The Gastroparesis Clinic says it can be related to many underlying health problems, including diabetes and following gastric surgery, with possible damage of the vagus nerve. That is the nerve that controls the stomach muscles and helps push the food into the small intestine.

 

Symptoms of gastroparesis can range in severity but can be very debilitating. Symptoms can include:
  • Vomiting
  • Nausea
  • Bloating
  • Feeling full after eating a few bites
  • Abdominal pain
  • Poor blood sugar control
  • Depression and anxiety

The inability to digest and absorb nutrition from foods and liquids properly can lead to weight loss, malnutrition and dehydration. Sometimes undigested food can harden into a solid mass called a bezoar, which can be life threatening if they prevent food from passing through the small intestine. Or food that stays in the stomach for too long can become fermented and lead to bacteria.

 

These symptoms can mimic a number of other health conditions which can be frustrating in the diagnostic department.  

 

I have gastroparesis.
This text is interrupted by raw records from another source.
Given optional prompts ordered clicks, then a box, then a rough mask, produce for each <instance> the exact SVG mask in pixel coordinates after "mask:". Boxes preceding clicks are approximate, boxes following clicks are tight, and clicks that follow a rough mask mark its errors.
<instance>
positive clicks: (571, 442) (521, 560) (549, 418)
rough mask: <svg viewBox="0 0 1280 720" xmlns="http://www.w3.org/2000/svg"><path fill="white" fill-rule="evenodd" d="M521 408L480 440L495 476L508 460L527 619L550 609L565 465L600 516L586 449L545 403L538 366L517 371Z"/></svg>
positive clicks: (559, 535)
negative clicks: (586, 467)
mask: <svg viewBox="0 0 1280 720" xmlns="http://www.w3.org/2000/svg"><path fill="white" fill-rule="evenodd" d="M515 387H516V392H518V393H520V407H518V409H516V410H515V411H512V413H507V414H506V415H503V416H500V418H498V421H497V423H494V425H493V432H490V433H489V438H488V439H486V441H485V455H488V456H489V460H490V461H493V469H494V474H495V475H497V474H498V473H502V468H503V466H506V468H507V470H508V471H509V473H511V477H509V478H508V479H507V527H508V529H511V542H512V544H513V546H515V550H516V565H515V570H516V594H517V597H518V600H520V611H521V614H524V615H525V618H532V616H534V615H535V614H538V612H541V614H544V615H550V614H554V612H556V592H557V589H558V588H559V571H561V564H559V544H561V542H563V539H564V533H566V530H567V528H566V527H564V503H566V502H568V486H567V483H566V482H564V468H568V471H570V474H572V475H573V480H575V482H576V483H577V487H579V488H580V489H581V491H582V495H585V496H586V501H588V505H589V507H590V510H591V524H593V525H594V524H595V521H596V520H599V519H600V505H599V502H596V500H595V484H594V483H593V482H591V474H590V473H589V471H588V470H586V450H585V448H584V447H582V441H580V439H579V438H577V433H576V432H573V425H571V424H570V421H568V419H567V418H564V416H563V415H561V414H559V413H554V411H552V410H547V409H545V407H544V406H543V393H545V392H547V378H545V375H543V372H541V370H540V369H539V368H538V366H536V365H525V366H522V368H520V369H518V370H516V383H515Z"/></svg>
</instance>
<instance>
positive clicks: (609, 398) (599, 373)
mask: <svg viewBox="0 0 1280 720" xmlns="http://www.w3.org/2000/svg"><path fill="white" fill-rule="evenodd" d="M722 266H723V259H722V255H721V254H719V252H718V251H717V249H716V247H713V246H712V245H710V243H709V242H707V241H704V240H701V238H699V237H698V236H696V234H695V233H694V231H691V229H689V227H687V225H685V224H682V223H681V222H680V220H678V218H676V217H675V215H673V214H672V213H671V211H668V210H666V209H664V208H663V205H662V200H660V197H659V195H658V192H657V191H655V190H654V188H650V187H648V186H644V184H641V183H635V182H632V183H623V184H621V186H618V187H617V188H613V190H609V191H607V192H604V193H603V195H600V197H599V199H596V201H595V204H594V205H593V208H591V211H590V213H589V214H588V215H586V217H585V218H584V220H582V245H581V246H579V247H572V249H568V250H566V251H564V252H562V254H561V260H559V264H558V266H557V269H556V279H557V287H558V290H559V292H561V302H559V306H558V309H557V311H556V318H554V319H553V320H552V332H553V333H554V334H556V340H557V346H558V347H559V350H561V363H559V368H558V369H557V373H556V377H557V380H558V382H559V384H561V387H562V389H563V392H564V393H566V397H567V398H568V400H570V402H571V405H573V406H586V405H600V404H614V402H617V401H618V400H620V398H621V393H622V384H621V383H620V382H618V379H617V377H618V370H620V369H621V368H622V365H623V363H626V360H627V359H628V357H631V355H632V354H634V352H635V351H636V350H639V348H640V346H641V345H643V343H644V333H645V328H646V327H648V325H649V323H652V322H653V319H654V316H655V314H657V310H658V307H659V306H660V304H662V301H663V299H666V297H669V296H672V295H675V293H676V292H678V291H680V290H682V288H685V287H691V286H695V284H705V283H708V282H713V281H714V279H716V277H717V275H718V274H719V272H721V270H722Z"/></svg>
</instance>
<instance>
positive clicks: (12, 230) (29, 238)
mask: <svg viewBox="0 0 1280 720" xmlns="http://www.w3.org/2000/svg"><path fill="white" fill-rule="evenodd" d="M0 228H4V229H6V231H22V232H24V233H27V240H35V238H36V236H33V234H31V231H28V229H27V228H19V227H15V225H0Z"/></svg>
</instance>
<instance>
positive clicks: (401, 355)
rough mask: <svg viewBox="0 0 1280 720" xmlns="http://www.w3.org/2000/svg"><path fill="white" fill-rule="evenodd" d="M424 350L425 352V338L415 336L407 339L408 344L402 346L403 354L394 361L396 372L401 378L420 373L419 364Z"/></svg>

I have had symptoms since I was 12 years old and it took seven years to figure out that I was suffering from GP. Multiple trips to doctors and specialists, countless medications and medical testing, to finally have an answer was the biggest relief.

 

MedicineNet claims the most common method for diagnosing GP is a gastric emptying study, which measures the emptying of food from the stomach. For this study, a patient eats a meal containing a small amount of radioactive material. A scanner is placed over the stomach for several hours to monitor the amount of radioactivity in the stomach and the rate of emptying into the small intestine. This procedure, and inevitably a colonoscopy, is what determined my diagnosis.

 

There’s currently no cure to GP but Gastroparesis Clinic gives many options to maintain the symptoms that come with this disorder.
  • Medications galore: To subside the nausea and vomiting. To diminish bloating. To control blood glucose levels. To stimulate the muscles in the stomach. To make you happy when you’re sad and anxious.
  • Surgical procedures: gastric electrical stimulation AKA pace maker for your gut. A jejunostomy tube or a feeding tube that goes straight to your small intestine to bypass parts of the digestive system. Pyloroplasty which is the widening of the valve between the stomach and small intestine.
  • Alternative health: Massage, acupuncture, Chinese herbs, nutritional consulting, essential oils, and energy work all can help.

 

Depending on the severity of the patient, a dietary change is often very helpful. It is the most common and initial treatment for GP and may be used to compliment other approaches. It is important to consult with a health provider to determine any food allergies or intolerances. Every body is different, so every treatment plan is different and every doctor has to work with each patient to determine how to regulate the disorder.

 

Even with treatment, this is still no cure and I can testify that it’s different day to day, meal to meal. August is Gastroparesis Awareness Month, not many people know about this disorder and there is limited research due to the lack of awareness.